Zero-copy columnar access to Elasticsearch over gRPC — for DuckDB, Python, Apache Superset, Grafana, and any Arrow Flight SQL client.
Features
- gRPC Protocol — High-performance columnar data access over HTTP/2
- BI Tool Compatible — Works with DBeaver, Superset, Grafana, DataGrip, and any Arrow Flight SQL client
- Docker Ready — Pre-built Docker images for ES 6, 7, 8, and 9
- Lazy Streaming — Memory-efficient; only the current batch resides in memory
- Configurable Batch Size — Via
arrow.flight.batch-size
- Full SQL — DDL + DML + DQL, not just SELECT
Quick Start with Docker
docker run -p 32010:32010 \
-e ES_HOST=elasticsearch \
-e ES_PASSWORD=changeme \
softnetwork/softclient4es8-arrow-flight-sql:latest
Available Docker Images
| Elasticsearch | Docker Image |
|---|
| ES 6.x | softnetwork/softclient4es6-arrow-flight-sql:latest |
| ES 7.x | softnetwork/softclient4es7-arrow-flight-sql:latest |
| ES 8.x | softnetwork/softclient4es8-arrow-flight-sql:latest |
| ES 9.x | softnetwork/softclient4es9-arrow-flight-sql:latest |
Fat JAR
java -jar softclient4es8-arrow-flight-sql-0.1.5.jar
| Elasticsearch | Artifact |
|---|
| ES 6.x | softclient4es6-arrow-flight-sql-0.1.5.jar |
| ES 7.x | softclient4es7-arrow-flight-sql-0.1.5.jar |
| ES 8.x | softclient4es8-arrow-flight-sql-0.1.5.jar |
| ES 9.x | softclient4es9-arrow-flight-sql-0.1.5.jar |
Python + DuckDB
import adbc_driver_flightsql.dbapi as flight_sql
conn = flight_sql.connect("grpc://localhost:32010")

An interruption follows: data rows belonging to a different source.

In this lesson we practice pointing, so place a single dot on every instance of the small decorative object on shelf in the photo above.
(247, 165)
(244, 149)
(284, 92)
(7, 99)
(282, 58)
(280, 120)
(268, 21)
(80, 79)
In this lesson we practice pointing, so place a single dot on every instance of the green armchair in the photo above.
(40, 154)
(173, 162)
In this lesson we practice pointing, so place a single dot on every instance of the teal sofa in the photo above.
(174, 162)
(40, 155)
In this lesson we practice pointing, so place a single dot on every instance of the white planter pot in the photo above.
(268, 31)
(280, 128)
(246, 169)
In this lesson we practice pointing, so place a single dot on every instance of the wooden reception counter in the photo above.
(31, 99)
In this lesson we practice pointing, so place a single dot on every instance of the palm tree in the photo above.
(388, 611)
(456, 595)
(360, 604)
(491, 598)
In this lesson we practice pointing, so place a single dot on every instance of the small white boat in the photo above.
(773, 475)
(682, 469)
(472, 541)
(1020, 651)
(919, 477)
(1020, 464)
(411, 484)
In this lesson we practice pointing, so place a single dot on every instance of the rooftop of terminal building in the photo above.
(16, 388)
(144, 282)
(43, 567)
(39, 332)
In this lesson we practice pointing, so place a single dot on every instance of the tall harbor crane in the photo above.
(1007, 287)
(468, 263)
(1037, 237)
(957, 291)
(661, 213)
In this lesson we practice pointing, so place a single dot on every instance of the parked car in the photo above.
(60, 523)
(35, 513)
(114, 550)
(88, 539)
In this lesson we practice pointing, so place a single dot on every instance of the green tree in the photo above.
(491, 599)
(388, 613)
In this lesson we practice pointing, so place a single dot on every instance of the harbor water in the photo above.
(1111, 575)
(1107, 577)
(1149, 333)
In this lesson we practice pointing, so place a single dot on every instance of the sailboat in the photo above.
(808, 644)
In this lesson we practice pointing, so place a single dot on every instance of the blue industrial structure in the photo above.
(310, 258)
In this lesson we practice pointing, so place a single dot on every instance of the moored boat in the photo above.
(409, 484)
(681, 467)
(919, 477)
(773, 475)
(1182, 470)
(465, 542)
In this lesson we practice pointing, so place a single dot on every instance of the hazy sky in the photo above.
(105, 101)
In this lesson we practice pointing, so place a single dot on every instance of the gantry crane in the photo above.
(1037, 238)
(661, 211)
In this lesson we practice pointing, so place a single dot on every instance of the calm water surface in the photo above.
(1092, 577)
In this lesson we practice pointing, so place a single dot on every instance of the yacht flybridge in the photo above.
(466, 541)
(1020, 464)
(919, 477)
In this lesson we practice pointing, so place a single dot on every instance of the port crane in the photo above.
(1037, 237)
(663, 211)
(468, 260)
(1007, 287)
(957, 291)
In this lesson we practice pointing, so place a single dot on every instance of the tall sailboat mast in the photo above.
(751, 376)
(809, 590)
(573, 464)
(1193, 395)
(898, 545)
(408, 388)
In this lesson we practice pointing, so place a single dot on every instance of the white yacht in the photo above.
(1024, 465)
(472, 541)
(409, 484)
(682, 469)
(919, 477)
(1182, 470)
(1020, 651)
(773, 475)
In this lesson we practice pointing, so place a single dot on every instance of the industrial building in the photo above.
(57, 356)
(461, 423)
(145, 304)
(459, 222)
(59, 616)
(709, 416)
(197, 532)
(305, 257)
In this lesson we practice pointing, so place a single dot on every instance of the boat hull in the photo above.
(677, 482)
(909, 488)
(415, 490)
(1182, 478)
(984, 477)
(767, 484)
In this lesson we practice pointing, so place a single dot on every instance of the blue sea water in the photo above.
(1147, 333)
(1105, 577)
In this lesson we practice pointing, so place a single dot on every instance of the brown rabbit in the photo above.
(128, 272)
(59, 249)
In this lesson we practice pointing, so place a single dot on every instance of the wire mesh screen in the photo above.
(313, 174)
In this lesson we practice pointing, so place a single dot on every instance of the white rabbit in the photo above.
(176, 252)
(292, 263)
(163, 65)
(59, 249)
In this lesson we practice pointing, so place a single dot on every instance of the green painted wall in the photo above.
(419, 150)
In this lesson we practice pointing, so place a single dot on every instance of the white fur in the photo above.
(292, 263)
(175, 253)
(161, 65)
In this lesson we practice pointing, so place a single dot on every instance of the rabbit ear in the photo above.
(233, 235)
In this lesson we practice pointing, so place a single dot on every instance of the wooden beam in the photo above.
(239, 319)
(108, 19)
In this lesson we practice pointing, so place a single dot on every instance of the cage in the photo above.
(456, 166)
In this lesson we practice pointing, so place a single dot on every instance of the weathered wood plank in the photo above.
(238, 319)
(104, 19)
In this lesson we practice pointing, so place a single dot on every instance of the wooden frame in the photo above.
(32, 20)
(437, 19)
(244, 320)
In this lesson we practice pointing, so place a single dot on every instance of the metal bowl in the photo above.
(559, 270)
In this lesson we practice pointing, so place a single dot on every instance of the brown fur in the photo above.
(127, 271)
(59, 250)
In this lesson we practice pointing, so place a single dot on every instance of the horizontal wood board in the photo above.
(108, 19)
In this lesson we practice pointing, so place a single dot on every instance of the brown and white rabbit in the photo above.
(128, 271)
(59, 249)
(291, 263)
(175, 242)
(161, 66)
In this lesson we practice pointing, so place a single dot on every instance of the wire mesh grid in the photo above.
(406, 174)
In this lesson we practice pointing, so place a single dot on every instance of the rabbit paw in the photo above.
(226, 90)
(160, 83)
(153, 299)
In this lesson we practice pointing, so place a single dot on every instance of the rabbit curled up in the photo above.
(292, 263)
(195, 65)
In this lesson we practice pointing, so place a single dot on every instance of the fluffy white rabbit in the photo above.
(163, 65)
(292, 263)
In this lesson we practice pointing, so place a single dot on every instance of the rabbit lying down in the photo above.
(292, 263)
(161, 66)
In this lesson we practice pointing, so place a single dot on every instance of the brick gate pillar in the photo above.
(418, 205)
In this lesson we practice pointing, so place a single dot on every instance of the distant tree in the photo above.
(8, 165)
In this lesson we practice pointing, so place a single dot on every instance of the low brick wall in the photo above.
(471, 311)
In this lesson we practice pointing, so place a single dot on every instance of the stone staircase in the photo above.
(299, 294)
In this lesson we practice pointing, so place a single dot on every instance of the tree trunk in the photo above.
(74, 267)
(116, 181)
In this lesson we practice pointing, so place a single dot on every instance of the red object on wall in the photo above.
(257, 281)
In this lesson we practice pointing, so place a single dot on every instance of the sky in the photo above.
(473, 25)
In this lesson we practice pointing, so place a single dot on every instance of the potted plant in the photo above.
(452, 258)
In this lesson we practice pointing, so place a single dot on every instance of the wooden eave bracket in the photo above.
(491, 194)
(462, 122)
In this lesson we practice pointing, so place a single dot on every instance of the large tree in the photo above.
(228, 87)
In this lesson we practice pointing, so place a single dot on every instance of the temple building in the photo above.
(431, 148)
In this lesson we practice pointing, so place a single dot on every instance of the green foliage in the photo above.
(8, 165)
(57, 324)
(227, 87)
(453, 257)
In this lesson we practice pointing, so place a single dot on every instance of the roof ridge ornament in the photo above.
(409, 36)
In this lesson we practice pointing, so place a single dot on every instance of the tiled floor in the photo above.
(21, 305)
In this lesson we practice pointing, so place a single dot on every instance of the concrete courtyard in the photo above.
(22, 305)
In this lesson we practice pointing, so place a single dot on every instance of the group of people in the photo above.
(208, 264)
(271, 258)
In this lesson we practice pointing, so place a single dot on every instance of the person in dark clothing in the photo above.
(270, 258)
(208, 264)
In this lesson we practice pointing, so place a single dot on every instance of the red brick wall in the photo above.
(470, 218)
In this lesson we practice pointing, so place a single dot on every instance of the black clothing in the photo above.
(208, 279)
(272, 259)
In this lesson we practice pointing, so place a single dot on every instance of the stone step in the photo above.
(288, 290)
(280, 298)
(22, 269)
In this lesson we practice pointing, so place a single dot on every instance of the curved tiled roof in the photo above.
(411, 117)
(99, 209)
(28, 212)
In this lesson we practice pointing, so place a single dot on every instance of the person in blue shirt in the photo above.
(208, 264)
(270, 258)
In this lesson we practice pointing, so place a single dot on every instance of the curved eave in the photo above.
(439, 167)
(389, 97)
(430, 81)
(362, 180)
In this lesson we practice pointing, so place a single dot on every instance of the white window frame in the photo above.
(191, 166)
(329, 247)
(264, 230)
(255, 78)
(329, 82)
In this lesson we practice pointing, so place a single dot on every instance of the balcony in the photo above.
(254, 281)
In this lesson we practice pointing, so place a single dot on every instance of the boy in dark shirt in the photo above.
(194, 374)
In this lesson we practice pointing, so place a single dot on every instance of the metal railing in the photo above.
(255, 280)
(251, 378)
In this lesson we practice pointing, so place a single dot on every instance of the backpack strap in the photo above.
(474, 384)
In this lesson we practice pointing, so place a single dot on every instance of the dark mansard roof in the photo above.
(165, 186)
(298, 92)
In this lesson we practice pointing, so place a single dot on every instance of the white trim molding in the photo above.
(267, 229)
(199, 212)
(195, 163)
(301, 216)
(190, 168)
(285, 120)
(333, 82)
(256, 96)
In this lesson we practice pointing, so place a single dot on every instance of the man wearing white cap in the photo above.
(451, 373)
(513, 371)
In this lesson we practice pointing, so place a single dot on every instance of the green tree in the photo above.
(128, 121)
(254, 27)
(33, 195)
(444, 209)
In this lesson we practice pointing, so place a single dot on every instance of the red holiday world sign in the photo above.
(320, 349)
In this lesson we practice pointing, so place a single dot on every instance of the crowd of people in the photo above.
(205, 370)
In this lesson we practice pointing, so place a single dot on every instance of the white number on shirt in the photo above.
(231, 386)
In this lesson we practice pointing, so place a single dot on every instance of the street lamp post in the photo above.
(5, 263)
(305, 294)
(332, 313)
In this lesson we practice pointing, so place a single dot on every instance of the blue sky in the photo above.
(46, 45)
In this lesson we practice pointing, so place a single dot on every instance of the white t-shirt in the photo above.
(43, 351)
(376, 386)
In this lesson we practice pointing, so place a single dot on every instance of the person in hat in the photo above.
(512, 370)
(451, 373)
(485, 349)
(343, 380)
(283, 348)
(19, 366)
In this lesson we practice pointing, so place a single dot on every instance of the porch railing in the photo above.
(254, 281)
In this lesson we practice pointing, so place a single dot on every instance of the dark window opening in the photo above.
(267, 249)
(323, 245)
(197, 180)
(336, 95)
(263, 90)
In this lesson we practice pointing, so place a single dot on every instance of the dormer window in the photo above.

cursor.execute("SELECT * FROM ecommerce")
table = cursor.fetch_arrow_table() # zero-copy Arrow table
SELECT category, SUM(total_price) AS revenue
Configuration
host = "0.0.0.0" # env: ARROW_HOST
port = 32010 # env: ARROW_PORT
batch-size = 1000 # env: ARROW_BATCH_SIZE
host = "localhost" # env: ES_HOST
port = 9200 # env: ES_PORT
user = "elastic" # env: ES_USER
password = "changeme" # env: ES_PASSWORD
Arrow Type Mapping
| SQL Type | ES Type | Arrow Type |
|---|
TINYINT | byte | Int(32) |
SMALLINT | short | Int(32) |
INT | integer | Int(32) |
BIGINT | long | Int(64) |
REAL | float | Float(SINGLE) |
DOUBLE | double | Float(DOUBLE) |
BOOLEAN | boolean | Bool |
DATE | datetime | Date(MILLISECOND) |
TIMESTAMP | datetime | Timestamp(MS) |
VARCHAR | text | Utf8 |
KEYWORD | keyword | Utf8 |
VARBINARY | binary | Binary |
STRUCT | object | Struct |
GEO_POINT | geo_point | Struct{Float64, Float64} |
ARRAY<*> | — | List |
ARRAY<STRUCT> | nested | List<Struct> |
ADBC Driver (In-Process Alternative)
For use cases that don’t need a separate server, the ADBC driver provides in-process columnar access:
val params = new java.util.HashMap[String, AnyRef]()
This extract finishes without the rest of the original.